Robin hadn't tried the Fun Zone's virtual reality system yet. That evening he stopped by. He was pleasantly surprised to see the
place was crowded tonight. Golden Goose's people were actually able to afford to go out on a Friday night for pizza and gaming!
Edward was at a table, playing with a businesslike tablet. "Hey there, Robin. Glad you could join us."
"You're in on Mike's VR party?"
"You couldn't force me into one of those pods; I get motion sickness. I'll be manning a catapult in the battle tonight though."
"Cool.

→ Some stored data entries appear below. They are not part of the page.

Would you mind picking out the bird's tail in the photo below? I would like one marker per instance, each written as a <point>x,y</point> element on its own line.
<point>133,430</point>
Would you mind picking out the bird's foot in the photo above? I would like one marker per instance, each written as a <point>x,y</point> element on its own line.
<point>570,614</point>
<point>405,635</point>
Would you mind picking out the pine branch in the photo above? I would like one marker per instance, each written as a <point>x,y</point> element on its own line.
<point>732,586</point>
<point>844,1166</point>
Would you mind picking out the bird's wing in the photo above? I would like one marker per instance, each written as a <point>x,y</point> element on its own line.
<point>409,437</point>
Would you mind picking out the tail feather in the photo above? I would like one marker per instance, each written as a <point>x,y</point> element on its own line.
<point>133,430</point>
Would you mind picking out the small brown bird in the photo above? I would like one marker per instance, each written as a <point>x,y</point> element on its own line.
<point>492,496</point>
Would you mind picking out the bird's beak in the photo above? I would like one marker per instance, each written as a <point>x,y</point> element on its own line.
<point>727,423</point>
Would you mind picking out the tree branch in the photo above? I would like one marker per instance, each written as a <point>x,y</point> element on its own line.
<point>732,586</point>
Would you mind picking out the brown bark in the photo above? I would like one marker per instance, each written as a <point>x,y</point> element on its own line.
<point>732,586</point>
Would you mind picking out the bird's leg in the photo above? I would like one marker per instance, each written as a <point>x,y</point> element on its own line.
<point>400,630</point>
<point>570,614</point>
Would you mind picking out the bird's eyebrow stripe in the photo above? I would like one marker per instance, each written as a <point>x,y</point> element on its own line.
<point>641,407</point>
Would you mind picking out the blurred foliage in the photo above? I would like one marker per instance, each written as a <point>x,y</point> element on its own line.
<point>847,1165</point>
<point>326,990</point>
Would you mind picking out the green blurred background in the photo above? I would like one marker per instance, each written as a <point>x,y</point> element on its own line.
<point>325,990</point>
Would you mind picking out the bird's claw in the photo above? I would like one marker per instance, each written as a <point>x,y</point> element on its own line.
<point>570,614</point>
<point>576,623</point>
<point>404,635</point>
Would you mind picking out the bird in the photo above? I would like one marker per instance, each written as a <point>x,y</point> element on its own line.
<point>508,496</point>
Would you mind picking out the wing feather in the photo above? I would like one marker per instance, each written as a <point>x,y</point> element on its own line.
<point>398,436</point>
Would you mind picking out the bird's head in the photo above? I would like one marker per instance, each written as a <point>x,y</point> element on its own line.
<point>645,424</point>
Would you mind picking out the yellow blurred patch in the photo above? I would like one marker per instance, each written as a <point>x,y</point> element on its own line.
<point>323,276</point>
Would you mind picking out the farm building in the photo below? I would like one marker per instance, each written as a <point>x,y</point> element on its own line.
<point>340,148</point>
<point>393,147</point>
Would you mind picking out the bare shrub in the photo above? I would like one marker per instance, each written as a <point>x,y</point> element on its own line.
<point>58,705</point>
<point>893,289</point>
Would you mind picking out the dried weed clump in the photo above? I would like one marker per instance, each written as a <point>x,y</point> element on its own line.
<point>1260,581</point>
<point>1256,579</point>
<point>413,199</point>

Are we fighting for anything in particular?"
"The honor of Golden Goose. We're teaming up with the Ethiopia base against the Castor Clan."

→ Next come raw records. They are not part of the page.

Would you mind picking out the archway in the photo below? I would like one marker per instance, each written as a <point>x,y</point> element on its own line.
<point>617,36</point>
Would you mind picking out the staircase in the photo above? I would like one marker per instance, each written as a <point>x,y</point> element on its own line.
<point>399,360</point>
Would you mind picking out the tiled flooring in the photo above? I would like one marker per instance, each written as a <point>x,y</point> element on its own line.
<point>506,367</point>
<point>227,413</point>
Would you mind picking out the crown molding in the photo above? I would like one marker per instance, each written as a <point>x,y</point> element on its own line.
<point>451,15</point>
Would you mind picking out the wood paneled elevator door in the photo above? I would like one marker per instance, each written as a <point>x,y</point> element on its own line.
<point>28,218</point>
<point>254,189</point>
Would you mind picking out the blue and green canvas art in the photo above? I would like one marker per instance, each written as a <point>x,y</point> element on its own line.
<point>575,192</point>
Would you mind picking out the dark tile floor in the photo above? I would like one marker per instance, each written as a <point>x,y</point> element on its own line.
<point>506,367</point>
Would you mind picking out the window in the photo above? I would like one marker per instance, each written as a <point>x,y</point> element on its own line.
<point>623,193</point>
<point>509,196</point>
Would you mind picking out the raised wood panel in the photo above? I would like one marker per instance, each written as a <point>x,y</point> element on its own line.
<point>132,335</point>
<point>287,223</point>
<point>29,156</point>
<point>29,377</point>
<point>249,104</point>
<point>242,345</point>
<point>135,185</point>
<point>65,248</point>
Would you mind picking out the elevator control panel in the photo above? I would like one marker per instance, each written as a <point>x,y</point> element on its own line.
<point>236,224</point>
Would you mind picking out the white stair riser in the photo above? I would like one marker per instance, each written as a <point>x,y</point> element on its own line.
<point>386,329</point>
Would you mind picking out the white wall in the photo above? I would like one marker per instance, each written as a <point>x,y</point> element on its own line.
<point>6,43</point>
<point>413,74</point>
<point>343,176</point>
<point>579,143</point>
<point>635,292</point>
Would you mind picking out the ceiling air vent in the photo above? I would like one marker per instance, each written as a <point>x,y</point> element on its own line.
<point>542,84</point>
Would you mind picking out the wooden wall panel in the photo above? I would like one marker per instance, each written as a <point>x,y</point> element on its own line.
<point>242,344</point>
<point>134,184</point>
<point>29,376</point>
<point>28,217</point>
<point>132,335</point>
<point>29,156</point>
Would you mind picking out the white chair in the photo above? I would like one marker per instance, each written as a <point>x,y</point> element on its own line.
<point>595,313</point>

Robin had been in occasional contact with Ludo's operation in Ethiopia, which had a similar setup combining private charity, a gaming center, and an attempt to make money. He didn't envy them, since they were in an even poorer region, and under pressure from both the Muslims in the eastern part of the country and the Chinese who were trying to become the new overlords of Africa. The people sticking around there were the brave ones.
"Count me in on the battle. I'd like to see how they do."
He went to the back room, where there were four alcoves sporting fancy VR pods and several more were empty for future use. He joined Mike and two of his friends to show up in Talespace, Midgard region specifically, for a battle.
Mike gave him some basic training in the healing arts by handing him a scroll and teaching him how to read some runes on it in a certain pattern that would ease an ally's wounds. Robin looked out at an enemy army of knights, wizards and low-tech gunslingers. He said, "Aren't we going to get serious lag having a group on two continents and a seastead?"
"It's not too bad," Mike said. He'd appeared as a white-robed mage not too different from his appearance as a real medic. "This is really a self-contained shard within Midgard that only has a few dozen people directly affecting it at once. And we're the rearguard, so be ready to treat any front-line fighters who fall back."
The battle was fun, but not terribly exciting for Robin. Except for a bit where a giant orc got up in his face and he barely fended the guy off with some arrows. After facing the real thing, Robin could laugh off a pretend battle like this. And not have his hands shake too much with the memory of being shot at.